Giles Waterfield

Fact and fantasy

issue 20 October 2012

Britain’s country houses were constantly in the news a generation ago. In 1974 The Destruction of the Country House, an exhibition at the Victoria and Albert Museum curated by Roy Strong, Marcus Binney and John Harris, offered a dismal chronicle of the houses that had disappeared in the past century. It proclaimed their importance to the national heritage, boldly urging that country house owners ‘deserve consideration and justice as much as any other group within our society as they struggle to preserve and share with us the creative richness of our heritage’. This invocation bore fruit in the mid-1980s when Kedleston Hall, Calke Abbey and Weston Park, all threatened with dispersal, were preserved by the National Heritage Memorial Fund.

A series of memorable publications including Mark Girouard’s Life in the English Country House and James Lees-Milne’s diaries heightened interest in the subject. Country houses were a hot topic, not least because of their association with the country-house look of faded grandeur in interior decoration, a style easily recognisable to Spectator readers.

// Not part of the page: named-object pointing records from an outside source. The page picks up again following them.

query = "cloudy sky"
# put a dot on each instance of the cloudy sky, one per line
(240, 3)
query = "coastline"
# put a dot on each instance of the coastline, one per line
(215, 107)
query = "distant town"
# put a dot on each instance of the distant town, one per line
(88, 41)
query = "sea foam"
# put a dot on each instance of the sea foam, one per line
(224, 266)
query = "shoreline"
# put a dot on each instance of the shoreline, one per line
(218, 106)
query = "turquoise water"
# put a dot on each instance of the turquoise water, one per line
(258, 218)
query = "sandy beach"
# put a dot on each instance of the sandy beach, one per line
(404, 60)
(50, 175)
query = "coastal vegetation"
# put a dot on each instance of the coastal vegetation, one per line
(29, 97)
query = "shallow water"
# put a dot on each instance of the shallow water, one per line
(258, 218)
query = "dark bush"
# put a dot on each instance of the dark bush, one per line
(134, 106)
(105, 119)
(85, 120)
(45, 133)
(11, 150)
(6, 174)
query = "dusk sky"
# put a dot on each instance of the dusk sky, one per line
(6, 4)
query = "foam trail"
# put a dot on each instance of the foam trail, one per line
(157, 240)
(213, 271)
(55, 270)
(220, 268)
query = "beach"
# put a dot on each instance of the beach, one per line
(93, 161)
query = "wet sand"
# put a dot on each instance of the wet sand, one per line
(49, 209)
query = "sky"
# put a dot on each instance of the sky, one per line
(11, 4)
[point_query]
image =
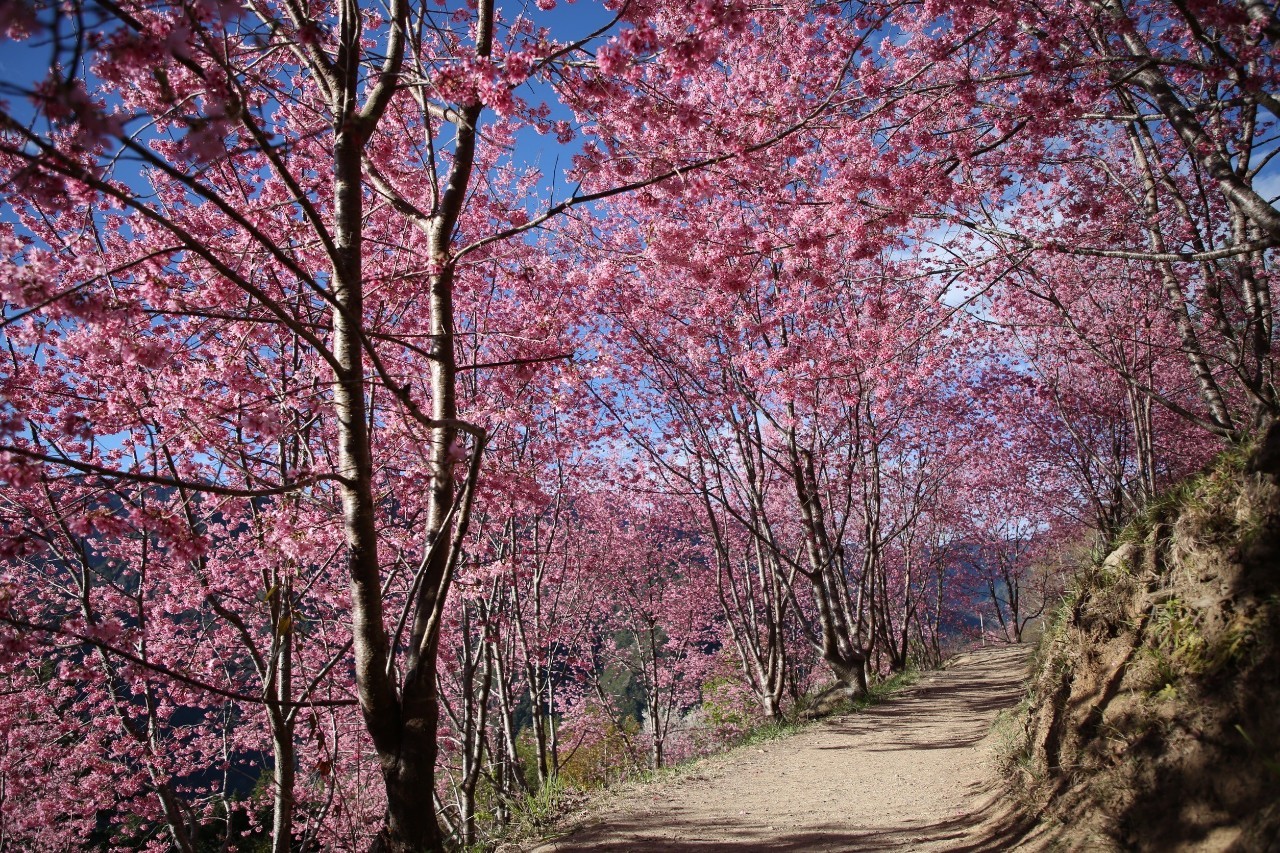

Nowadays, they are not so hot. Relatively little is published about them, and there have been few crises to whip up excitement. A crisis is invaluable: when a big estate like Tyntesfield House is likely to be dispersed, the heritage brigade wheels into action and money is often found to preserve it for the nation. More usually now, hard-pressed owners (usually fiercely loyal to their house) react to financial pressures by exploiting the value of individual works of art from well-provenanced collections, rather than throwing up their hands and selling everything.

Even in difficult times, houses are surviving. In the privately owned sector, the largest estates such as Chatsworth and Castle Howard continue to attract crowds of visitors and only in the next layer of houses do visitor numbers show signs of decline, especially when it rains all summer.